Tutto quello che esiste al mondo
Per arricchire le sue collezioni, Carlo Emanuele fece arrivare in Piemonte animali impagliati e opere d’arte. A Torino, che era diventata da poco capitale del ducato di Savoia (il padre Emanuele Filiberto l’aveva trasferita da Chambéry nel 1563), progettò la Grande Galleria, sita tra Palazzo Madama e Palazzo Reale, per ospitare la sua ricca collezione di libri e di oggetti: dipinti, volumi su ogni argomento dello scibile umano, busti romani, armature, carte geografiche, e molto altro.
Alcuni di questi libri sono ancora visibili presso la Biblioteca Reale. Si va dall’album naturalistico sui pesci, che ospita figurine di carta lunghe oltre un metro di squali e murene, sino a un incredibile plumario in cui gli uccelli, dipinti a tempera, sono rivestiti con le vere piume dell’animale che rappresentano.
Si sono conservati anche manoscritti di Carlo Emanuele stesso: poesie, lettere, elenchi di uomini e donne illustri e progetti per la decorazione della Grande Galleria. Tra le carte di argomento naturalistico, studiate dalla professoressa Franca Varallo, dell’Università di Torino, chiose e commenti a libri di zoologia (all’Archivio di Stato torinese è presente, per esempio, un foglio intitolato “uccelli che non sono nel libro del Aldobrando et che seria bene farne una gionta”), elenchi di volatili, pappagalli, animali marini, alberi da frutto e quadrupedi.
Queste liste mostrano il mondo in cui si muoveva Carlo Emanuele: un mondo in cui dalle Nuove Indie (cioè dalle Americhe) cominciavano ad arrivare i primi resoconti della fauna che viveva laggiù, spesso descritta con tratti immaginifici e fiabeschi.
Tra i quadrupedi in elenco, cavalli, cervi, dromedari, scimmie, ma anche bestie come l’unicorno, un difficilmente identificabile “animale d’India grande come cavallo con le orecchie sino al ginocchio”, o il “catoplepa o catopleponte libico ch’a del toro el veleno di serpente”, e il
“sucarate animal fiero et prudente delle Indie (che porta) mentre a paura de caciatori i suoi figli sopra il dorso coprendogli con la coda”.
Ecco… L’unicorno non ha bisogno di presentazioni; il catoblepa era un animale che era già stato descritto da Plinio il Vecchio, e veniva rappresentato talvolta come un toro con una folta criniera che viveva in Africa.
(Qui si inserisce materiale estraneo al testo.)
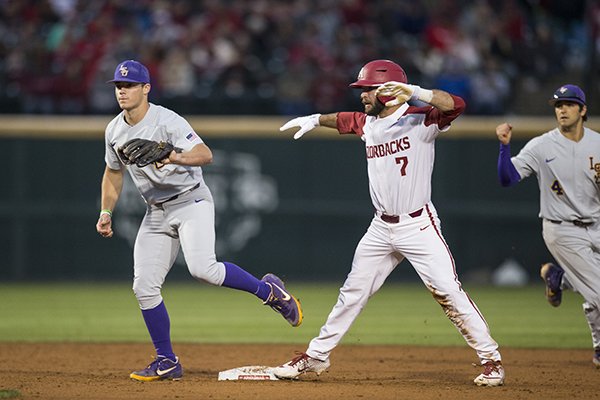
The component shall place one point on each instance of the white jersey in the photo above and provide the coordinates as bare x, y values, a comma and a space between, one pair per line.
568, 174
400, 150
155, 185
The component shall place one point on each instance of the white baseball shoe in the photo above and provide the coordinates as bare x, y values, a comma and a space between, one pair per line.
299, 365
492, 375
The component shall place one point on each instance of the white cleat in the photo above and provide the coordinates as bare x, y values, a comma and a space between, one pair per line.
492, 375
299, 365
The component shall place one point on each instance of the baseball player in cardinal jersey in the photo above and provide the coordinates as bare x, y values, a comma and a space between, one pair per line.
399, 143
179, 213
566, 161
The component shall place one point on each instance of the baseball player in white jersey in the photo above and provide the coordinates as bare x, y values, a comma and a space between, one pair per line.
399, 142
566, 161
180, 212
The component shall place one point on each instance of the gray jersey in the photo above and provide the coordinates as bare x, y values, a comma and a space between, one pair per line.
159, 123
568, 174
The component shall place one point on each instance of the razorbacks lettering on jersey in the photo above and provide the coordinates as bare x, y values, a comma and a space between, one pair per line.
158, 124
568, 174
400, 153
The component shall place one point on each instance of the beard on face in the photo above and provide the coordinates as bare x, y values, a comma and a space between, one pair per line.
376, 109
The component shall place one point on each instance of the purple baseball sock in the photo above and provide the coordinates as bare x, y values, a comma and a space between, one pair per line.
159, 327
237, 278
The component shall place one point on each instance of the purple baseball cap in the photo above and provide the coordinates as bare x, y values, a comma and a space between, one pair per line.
131, 71
568, 93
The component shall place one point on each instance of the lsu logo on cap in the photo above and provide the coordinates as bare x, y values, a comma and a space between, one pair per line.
123, 70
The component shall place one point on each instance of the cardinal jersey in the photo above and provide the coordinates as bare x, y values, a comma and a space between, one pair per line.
400, 151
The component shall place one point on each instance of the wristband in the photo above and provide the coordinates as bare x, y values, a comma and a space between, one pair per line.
419, 93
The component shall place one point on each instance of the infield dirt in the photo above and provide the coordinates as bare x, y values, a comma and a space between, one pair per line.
101, 371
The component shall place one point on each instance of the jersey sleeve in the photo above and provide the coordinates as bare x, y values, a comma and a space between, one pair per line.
444, 119
436, 121
351, 122
181, 133
110, 152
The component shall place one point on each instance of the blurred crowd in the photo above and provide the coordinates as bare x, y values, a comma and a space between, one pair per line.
286, 57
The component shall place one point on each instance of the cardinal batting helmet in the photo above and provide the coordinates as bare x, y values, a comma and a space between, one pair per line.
378, 72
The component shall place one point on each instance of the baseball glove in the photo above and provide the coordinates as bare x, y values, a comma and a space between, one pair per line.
142, 152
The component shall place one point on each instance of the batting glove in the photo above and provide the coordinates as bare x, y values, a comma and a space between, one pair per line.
305, 124
403, 92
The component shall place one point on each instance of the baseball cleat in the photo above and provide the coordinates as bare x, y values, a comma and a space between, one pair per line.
282, 301
492, 375
299, 365
159, 369
552, 275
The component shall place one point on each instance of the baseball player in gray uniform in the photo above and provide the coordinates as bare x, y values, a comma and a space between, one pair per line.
399, 143
180, 212
566, 161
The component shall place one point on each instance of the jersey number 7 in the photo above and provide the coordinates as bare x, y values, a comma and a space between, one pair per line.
403, 162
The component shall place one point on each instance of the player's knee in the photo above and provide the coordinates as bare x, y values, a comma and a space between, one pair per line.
147, 297
210, 272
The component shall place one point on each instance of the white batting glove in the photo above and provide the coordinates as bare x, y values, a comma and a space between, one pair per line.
403, 92
306, 124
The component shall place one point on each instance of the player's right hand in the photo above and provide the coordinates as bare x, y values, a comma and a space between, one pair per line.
104, 225
402, 92
504, 133
306, 124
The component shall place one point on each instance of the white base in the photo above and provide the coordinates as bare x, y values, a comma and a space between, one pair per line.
248, 373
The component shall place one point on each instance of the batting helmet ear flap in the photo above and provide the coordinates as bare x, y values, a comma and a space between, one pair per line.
377, 72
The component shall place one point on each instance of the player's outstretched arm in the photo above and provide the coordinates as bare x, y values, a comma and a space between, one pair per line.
507, 173
504, 133
310, 122
112, 183
403, 92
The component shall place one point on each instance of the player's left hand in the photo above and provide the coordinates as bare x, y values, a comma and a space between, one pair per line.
306, 124
104, 225
401, 91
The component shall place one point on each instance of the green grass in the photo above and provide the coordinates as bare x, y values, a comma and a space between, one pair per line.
397, 314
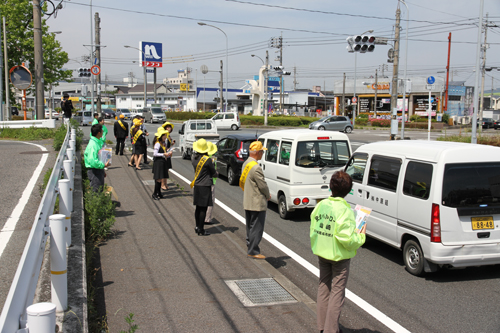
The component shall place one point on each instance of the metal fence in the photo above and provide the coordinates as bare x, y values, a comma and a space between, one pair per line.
22, 290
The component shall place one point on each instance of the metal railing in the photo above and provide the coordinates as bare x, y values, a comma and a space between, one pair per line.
22, 291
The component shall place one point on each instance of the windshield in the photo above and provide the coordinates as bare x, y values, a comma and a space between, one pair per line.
471, 185
312, 154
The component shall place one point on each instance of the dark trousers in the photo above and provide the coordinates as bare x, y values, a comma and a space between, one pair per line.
120, 145
333, 277
96, 177
255, 229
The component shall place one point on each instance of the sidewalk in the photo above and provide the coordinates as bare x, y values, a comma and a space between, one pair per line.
172, 280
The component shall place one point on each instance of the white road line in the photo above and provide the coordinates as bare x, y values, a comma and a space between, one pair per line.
374, 312
10, 224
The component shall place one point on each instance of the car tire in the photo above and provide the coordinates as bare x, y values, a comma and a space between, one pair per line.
231, 177
282, 207
413, 258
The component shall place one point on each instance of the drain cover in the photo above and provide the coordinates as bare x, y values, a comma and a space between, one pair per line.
260, 292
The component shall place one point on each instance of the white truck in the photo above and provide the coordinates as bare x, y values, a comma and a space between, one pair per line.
193, 130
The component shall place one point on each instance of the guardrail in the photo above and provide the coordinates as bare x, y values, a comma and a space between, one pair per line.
22, 291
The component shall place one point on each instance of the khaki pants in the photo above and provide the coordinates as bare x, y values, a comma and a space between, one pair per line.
331, 293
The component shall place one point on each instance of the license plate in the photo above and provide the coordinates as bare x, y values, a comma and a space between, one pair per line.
483, 222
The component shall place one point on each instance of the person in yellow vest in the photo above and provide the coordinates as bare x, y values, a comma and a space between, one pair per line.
202, 183
334, 239
255, 197
120, 129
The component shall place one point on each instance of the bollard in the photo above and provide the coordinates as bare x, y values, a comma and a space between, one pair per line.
41, 318
58, 263
65, 198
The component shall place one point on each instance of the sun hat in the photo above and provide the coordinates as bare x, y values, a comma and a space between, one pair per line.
203, 146
166, 124
257, 146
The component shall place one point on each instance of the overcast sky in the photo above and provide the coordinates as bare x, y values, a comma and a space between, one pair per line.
313, 31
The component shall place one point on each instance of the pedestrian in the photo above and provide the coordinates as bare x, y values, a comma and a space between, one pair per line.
120, 129
202, 182
255, 197
334, 239
139, 144
169, 143
67, 108
95, 168
160, 155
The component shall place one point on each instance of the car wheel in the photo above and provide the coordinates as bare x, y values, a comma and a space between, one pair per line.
282, 208
231, 177
413, 258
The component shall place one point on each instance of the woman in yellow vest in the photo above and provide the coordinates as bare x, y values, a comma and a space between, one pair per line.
203, 181
334, 239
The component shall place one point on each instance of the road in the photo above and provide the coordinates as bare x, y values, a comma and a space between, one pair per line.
446, 301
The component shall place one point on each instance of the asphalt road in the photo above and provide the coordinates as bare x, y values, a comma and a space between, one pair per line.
446, 301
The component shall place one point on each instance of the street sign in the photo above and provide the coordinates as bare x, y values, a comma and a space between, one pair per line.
96, 70
151, 54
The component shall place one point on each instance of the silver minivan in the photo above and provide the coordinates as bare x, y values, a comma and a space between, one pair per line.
332, 123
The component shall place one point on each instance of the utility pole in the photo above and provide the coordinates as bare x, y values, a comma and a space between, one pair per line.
98, 57
394, 90
39, 91
343, 97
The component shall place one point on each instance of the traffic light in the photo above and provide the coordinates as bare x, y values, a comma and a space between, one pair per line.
362, 44
83, 72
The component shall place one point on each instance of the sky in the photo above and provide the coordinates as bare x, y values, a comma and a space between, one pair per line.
314, 37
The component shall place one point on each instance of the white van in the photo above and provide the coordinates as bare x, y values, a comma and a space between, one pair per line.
439, 202
227, 120
298, 165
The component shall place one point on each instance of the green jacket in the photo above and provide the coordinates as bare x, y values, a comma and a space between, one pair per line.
91, 154
332, 231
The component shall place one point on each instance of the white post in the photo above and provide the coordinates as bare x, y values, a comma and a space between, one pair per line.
65, 200
58, 264
429, 111
41, 318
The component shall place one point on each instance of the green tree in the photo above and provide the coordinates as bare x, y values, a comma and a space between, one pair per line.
20, 44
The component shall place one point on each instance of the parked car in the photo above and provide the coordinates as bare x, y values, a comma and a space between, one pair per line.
154, 115
488, 122
333, 123
232, 151
496, 124
126, 113
438, 202
108, 114
227, 120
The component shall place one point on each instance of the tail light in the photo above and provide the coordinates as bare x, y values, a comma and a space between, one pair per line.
435, 224
239, 152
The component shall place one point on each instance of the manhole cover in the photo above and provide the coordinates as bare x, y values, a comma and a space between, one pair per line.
34, 152
260, 292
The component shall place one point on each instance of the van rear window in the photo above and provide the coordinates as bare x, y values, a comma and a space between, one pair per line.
471, 185
312, 154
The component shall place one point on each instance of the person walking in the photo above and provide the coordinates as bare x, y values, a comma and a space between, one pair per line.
120, 129
204, 173
67, 108
95, 168
255, 197
160, 155
334, 239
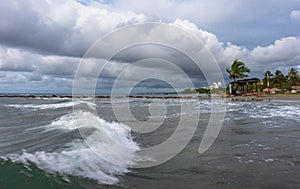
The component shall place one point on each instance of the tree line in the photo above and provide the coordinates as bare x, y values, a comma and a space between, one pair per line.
239, 70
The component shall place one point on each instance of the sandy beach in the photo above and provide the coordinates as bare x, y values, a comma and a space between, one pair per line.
267, 97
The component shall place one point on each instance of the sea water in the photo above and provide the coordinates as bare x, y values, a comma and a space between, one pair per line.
41, 145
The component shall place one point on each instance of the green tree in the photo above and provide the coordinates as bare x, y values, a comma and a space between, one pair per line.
279, 79
293, 76
238, 69
267, 76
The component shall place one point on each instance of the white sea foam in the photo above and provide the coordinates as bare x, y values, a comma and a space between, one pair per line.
112, 141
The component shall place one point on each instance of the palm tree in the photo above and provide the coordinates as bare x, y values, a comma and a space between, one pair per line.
237, 70
267, 78
278, 79
293, 76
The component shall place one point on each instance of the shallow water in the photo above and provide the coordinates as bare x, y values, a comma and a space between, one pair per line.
41, 146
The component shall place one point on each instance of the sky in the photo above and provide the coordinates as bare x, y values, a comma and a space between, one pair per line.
43, 42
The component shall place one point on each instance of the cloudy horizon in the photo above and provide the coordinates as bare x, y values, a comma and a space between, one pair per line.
42, 42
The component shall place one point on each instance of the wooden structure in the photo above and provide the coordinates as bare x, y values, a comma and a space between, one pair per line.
244, 85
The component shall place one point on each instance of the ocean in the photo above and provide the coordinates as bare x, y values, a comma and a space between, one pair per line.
42, 144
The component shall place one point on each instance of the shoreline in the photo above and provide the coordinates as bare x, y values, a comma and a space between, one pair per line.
294, 97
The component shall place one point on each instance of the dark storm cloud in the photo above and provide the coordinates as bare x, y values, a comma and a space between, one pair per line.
41, 42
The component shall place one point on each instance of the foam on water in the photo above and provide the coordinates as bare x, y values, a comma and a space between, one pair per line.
79, 159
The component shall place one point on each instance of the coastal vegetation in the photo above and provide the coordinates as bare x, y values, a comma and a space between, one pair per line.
271, 82
275, 82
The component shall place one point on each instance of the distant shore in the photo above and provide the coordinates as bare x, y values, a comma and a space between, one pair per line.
267, 97
168, 96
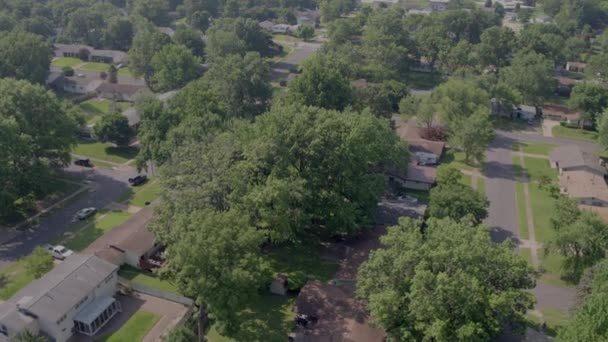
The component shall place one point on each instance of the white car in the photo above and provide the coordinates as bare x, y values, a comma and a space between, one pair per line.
59, 252
85, 213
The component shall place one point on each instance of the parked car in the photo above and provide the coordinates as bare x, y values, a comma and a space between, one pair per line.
85, 213
58, 252
138, 180
86, 162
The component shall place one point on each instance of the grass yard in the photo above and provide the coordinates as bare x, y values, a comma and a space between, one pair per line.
135, 329
574, 133
12, 279
534, 148
456, 159
103, 223
61, 62
146, 279
138, 196
105, 151
268, 318
286, 38
300, 263
94, 66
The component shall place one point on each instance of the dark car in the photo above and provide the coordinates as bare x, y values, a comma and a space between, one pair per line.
138, 180
83, 162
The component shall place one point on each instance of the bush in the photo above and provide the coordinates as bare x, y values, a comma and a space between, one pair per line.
67, 71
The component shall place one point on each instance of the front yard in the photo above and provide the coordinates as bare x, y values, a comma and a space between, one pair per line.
136, 328
105, 151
È possibile che sia da identificare con lo gnu, anche se spesso era descritto con caratteristiche leggendarie (si diceva che avesse un alito velenoso o che potesse trasformare in pietra chi lo guardava negli occhi). Ma il sucarate, invece?
Sucarate: chi era costui?
Il sucarate (o succarath, o anche solo su) è menzionato da diversi viaggiatori e geografi del Cinquecento. Tra i primi a parlarne ci fu lo svizzero Conrad Gessner (1516-1565), che nella sua Historia Animalium, oltre a occuparsi di mostri di ogni genere, descriveva il su come un animale della Patagonia, feroce e pericoloso. A suo dire, veniva cacciato dai nativi per la pelliccia; questi lo uccidevano con arco e frecce, dopo averlo attirato in fosse ricoperte di foglie. Catturarlo non era facile: quando si sentiva in pericolo, il su trasportava i piccoli sulla schiena, coprendoli con la lunga coda. Gessner ne presentava anche un’illustrazione (che, nella versione tedesca del 1563, sarebbe comparsa addirittura sul frontespizio del volume): una specie di manticora con un corpo da leone, artigli e volto umano, con tanto di barba a punta. Sul dorso, coperti da una coda piumosa, ecco i suoi quattro cuccioli, pronti per essere portati via.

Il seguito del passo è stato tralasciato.